Arten der Gattung Ceratina sind langrüsselige Bienen mit einem überwiegend unbehaarten Körper. Die meisten Arten haben eine metallisch blau-grün gefärbte Cuticula und einen deutlich abgeflachten Hinterleib. Die Weibchen tragen den Pollen sowohl an der Scopa als auch an den Hinterbeinen oder direkt im Kropf, die Scopa ist klein und unauffällig.

Wie erkennt man sie?

Die Gattung Ceratina umfasst Bienen von variabler Größe, wobei die kleinste Art 7 mm nicht überschreitet, während C. chalcites, die größte Art in der Schweiz, 13 mm Länge erreichen kann. Die allgemeine Morphologie ist jedoch zwischen den Arten homogen und es ist einfach, die Gattung im Feld zu erkennen. Der Körper ist meist kahl und glänzend und der Hinterleib ist ventro-dorsal deutlich abgeflacht. Mit Ausnahme von C. cucurbitina haben alle Arten in der Schweiz eine metallische-glänzende Cuticula, die je nach Art blau oder grün gefärbt ist. Beide Geschlechter haben oft elfenbeinfarbene Flecken auf dem Clypeus und Calli (Pronotallappen, seitlicher Auswuchs des Prothorax vor der Tegula), manchmal auch auf dem Labrum. Aufgrund ihrer geringen Behaarung sehen sich Männchen und Weibchen sehr ähnlich. Der Vorderflügel hat drei Cubitalzellen.

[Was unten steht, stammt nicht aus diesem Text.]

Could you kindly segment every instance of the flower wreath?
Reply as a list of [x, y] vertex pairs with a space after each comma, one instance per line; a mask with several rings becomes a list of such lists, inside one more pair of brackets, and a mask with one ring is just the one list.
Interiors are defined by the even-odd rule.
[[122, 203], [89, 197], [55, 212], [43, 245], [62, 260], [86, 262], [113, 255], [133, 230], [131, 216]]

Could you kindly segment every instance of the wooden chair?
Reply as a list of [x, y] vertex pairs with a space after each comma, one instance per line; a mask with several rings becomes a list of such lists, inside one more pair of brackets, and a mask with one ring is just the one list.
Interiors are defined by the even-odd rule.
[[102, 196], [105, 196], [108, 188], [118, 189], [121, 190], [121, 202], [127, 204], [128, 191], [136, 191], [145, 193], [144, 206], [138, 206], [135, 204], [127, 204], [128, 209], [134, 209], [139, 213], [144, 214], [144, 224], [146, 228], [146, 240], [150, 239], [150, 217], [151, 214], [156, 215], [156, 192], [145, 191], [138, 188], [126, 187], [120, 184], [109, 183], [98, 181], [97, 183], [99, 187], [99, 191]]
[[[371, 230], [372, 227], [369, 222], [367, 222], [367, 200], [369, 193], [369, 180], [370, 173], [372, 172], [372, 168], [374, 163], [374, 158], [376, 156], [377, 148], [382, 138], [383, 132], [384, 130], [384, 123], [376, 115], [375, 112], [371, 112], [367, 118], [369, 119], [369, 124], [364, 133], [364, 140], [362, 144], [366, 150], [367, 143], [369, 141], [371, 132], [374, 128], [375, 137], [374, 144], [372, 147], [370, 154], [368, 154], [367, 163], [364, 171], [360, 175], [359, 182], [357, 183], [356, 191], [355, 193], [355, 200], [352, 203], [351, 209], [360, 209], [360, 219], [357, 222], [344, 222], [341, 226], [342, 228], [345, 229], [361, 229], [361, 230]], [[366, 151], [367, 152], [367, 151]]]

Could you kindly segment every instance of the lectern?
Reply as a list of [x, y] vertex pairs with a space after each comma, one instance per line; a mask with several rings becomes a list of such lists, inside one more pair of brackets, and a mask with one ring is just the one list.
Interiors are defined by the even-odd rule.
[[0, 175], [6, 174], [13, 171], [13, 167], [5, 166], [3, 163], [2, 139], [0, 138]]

Obwohl die Identifizierung bis zur Art in der Regel mit der Biene in der Hand möglich ist, erfordert eine zuverlässige Identifizierung oft die Verwendung eines Binokulars, besonders bei kleinen Weibchen. Besonders hoch ist die Verwechslungsgefahr südlich des Tessins, da die Hälfte der Schweizer Arten nur aus dieser Region bekannt ist. Die diagnostischen Kriterien für die Weibchen sind die Färbung des Clypeus und der Calli, die Größe, die Färbung der Sternite und das Vorhandensein von kleinen Höckern auf dem zweiten Sternit. Bei den Männchen sind die wichtigsten Kriterien die Form von Tergit 7, die Farbe des Labrums und das Vorhandensein von Höckern auf Sternit 2.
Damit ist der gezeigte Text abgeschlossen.